Dee and Gimenez described the rough outlines of a deal that will be presented in detail to county commissioners Tuesday morning. Among the terms: Miami-Dade would increase its mainland hotel tax to 7 percent from 6 percent, and give the Dolphins 75 percent of the new revenue up to $7.5 million a year in Year One. Each year, that dollar cap would increase by 3 percent. The payout would expire in 26 years.
REFUND TO COUNTY
At the end of 30 years, the Dolphins would refund between $110 and $120 million to the county — Miami-Dade’s estimated share of a renovation project that would cost at least $350 million.
The Dolphins also would pay up to $120 million in penalties if they fell short of bringing a roster of large sporting events to Sun Life during the next 30 years, including four Super Bowls and four national college football championships As agreed to earlier, the Dolphins would reimburse Miami-Dade for the cost of the election.
Owner Stephen Ross also reportedly would pay significant penalties if he sold the team during the next five years, and the Dolphins will sign a 30-year agreement not to leave Miami-Dade.
With commission approval all but assured, the Dolphins now face two challenges: First, getting state law changed to allow the higher hotel tax in Miami-Dade and create a $3 million stadium subsidy that would last for 30 years.
Then the Dolphins also must win voter approval on May 14. Two public polls have shown overwhelming opposition to sending tax dollars to Sun Life, but the Dolphins’ campaign team says they can win enough support at the polls to get the measure passed.
The agreement was announced during the first home game of the season at Marlins Park, a tax-funded stadium that will cost local governments about $2 billion in debt payments over the next 30 years. That deal remains unpopular, which Gimenez readily acknowledged.
“This deal is so different from the Marlins deal,’’ he said in an interview, “even to say them in the same breath is a stretch. It is like night and day.”
Gimenez said he supported the Dolphins deal, and would “happily” vote for it.

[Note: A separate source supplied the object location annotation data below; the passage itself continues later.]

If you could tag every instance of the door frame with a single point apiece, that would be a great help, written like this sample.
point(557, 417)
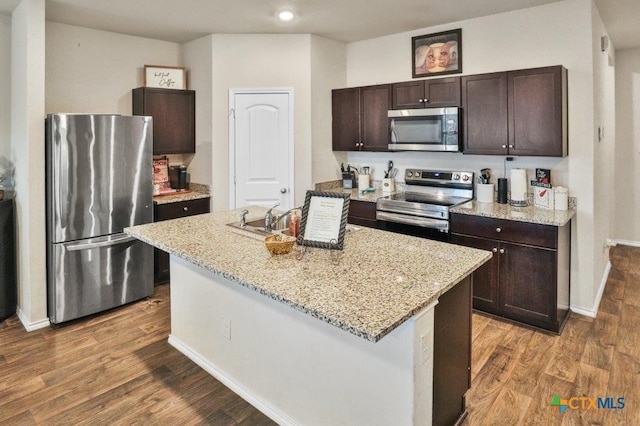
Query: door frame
point(232, 139)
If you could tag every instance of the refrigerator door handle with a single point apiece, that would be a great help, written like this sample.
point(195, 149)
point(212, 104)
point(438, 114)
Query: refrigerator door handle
point(106, 243)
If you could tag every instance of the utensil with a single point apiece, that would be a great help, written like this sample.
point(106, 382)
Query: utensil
point(387, 174)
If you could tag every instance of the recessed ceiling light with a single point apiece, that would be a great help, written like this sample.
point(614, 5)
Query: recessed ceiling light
point(285, 15)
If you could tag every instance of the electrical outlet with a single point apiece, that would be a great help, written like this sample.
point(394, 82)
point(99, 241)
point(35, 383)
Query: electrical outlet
point(426, 347)
point(226, 328)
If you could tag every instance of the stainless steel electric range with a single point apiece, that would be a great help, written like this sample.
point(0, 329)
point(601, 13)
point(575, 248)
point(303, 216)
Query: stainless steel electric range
point(423, 209)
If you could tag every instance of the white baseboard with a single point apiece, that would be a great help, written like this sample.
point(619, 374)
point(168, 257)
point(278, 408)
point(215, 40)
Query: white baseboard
point(229, 382)
point(593, 312)
point(32, 326)
point(625, 243)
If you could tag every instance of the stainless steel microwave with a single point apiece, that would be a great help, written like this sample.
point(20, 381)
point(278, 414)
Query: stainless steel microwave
point(424, 129)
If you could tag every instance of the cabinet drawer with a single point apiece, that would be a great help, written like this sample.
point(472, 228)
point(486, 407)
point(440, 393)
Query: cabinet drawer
point(181, 209)
point(505, 230)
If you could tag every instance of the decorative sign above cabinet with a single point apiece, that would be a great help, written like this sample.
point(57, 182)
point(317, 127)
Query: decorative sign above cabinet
point(164, 77)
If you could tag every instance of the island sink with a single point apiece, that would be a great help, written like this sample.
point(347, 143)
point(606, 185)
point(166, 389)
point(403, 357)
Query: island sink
point(256, 226)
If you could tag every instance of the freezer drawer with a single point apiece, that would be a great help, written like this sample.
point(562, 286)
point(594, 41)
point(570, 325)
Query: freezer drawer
point(97, 274)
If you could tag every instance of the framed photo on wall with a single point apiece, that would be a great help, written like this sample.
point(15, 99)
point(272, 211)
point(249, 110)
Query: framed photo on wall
point(437, 54)
point(165, 77)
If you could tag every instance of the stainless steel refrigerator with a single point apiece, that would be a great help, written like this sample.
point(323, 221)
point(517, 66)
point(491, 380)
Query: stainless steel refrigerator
point(99, 180)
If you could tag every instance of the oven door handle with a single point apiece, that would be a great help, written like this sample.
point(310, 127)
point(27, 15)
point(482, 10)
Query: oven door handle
point(423, 222)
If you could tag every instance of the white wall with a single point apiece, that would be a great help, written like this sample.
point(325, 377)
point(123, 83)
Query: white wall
point(27, 112)
point(260, 61)
point(5, 81)
point(603, 148)
point(93, 71)
point(555, 34)
point(328, 71)
point(627, 152)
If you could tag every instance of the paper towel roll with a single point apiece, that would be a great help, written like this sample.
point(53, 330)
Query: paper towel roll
point(562, 198)
point(363, 181)
point(518, 186)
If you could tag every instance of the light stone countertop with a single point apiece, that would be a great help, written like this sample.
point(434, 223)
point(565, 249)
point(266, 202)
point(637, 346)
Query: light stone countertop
point(376, 283)
point(528, 214)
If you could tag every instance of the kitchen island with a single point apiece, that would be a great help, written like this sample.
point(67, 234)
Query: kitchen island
point(337, 337)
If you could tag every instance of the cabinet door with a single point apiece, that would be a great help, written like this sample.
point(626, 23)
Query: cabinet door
point(345, 112)
point(161, 272)
point(442, 92)
point(436, 93)
point(537, 112)
point(484, 99)
point(174, 118)
point(485, 278)
point(375, 102)
point(527, 284)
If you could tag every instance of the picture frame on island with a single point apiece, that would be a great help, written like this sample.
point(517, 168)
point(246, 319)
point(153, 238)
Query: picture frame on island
point(324, 220)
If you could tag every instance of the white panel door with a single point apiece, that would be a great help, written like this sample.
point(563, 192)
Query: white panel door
point(262, 151)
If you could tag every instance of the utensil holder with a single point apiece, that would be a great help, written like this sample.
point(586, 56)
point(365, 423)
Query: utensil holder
point(363, 182)
point(484, 193)
point(388, 185)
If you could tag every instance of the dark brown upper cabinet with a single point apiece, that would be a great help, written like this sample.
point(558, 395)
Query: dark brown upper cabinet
point(538, 112)
point(359, 118)
point(521, 112)
point(174, 118)
point(435, 93)
point(484, 118)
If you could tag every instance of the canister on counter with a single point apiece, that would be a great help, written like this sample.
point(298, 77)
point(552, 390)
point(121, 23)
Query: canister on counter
point(561, 198)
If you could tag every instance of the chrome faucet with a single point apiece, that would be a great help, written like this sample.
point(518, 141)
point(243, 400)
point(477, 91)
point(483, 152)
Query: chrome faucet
point(268, 219)
point(283, 215)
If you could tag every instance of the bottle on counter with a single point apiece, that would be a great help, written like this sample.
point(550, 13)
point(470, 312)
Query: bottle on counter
point(294, 224)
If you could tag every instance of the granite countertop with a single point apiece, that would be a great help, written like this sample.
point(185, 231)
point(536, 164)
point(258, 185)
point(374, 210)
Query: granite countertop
point(367, 289)
point(196, 191)
point(495, 210)
point(528, 214)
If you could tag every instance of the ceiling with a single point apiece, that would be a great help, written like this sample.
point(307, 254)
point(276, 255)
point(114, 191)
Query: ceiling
point(343, 20)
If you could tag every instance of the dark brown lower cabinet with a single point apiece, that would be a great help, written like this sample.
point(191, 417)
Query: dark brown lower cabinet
point(452, 354)
point(161, 271)
point(362, 213)
point(527, 280)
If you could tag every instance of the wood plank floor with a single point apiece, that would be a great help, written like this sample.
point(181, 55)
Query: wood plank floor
point(117, 368)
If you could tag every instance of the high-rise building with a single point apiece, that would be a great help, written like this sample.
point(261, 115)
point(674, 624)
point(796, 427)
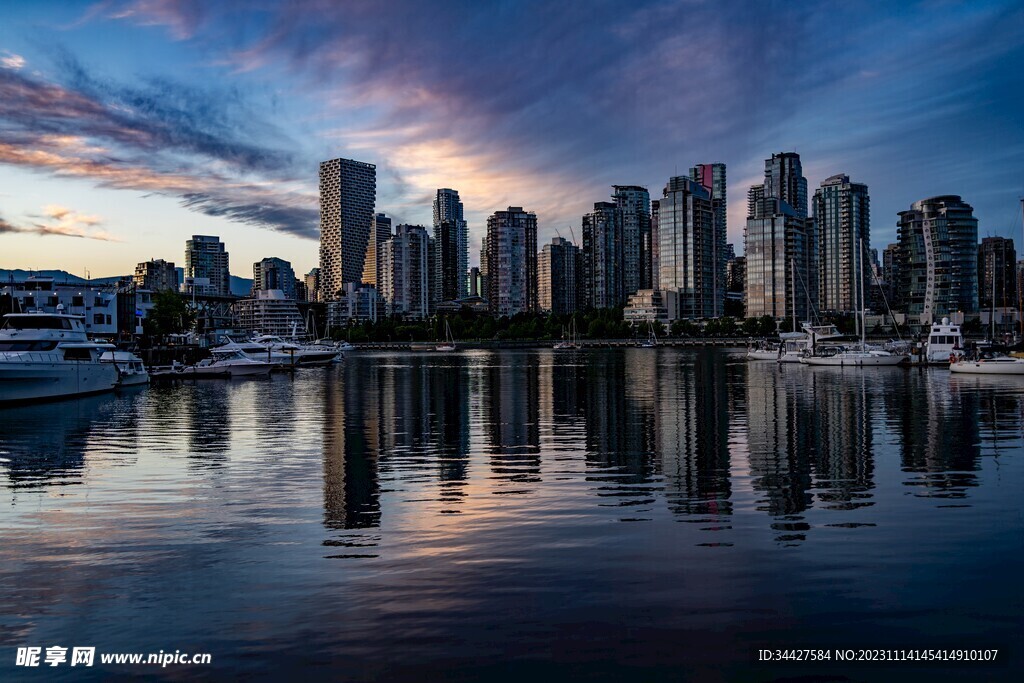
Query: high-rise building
point(556, 276)
point(633, 203)
point(511, 261)
point(603, 282)
point(407, 272)
point(207, 266)
point(689, 262)
point(348, 191)
point(996, 272)
point(938, 258)
point(779, 244)
point(452, 240)
point(380, 231)
point(273, 273)
point(842, 218)
point(312, 285)
point(156, 274)
point(712, 178)
point(890, 275)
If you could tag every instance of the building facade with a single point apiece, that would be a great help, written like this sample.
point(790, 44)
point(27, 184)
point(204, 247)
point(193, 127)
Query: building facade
point(996, 273)
point(842, 218)
point(407, 272)
point(156, 275)
point(269, 312)
point(633, 203)
point(556, 278)
point(380, 231)
point(689, 254)
point(938, 258)
point(207, 266)
point(347, 194)
point(779, 244)
point(603, 259)
point(452, 240)
point(274, 273)
point(510, 252)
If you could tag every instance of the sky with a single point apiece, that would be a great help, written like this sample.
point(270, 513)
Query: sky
point(126, 126)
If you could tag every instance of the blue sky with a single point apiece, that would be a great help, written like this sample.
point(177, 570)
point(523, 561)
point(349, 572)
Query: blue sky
point(127, 126)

But he stopped short of saying he would campaign for it. “I’m not in campaign mode,’’ he said. “If asked, I will support it.”
The Dolphins released a photo of Gimenez and Dee shaking hands in the negotiating table, but the deal seemed in trouble throughout the day Monday. Gimenez aides had a press release announcing that a deal had been reached ready to go around lunchtime, and Gimenez went on the radio touting the “framework” of an agreement.
But talks stretched on and on, and people close to the team worried the negotiations might unravel or stretch on too long to meet the statutory deadlines needed to hold the May 14 election.
TALKS STRETCHED ON
It was not known Tuesday night what caused the talks to stretch on Monday. Both sides began negotiating Sunday morning at Sun Life, then moved to County Hall at 10 that night. While Gimenez went home, Dee remained, as did county attorneys and others on the mayor’s staff.
Ross, the owner, was attending the NCAA basketball championship (he is a Michigan alum) during the talks, but issued a statement late Monday that said in part: “We are proud to join Mayor Gimenez in agreeing to an unprecedented public-private partnership that will modernize Sun Life Stadium and protect property-tax payers...”
“They’re a very professional organization,” Gimenez said of the Dolphins. “Mr. Ross is a gentleman.”
Earlier in the day, Gimenez described the deal as an “economic development grant” — public dollars to provide the Dolphins with a revenue stream so they can borrow money to fund the renovation to the 1987 stadium.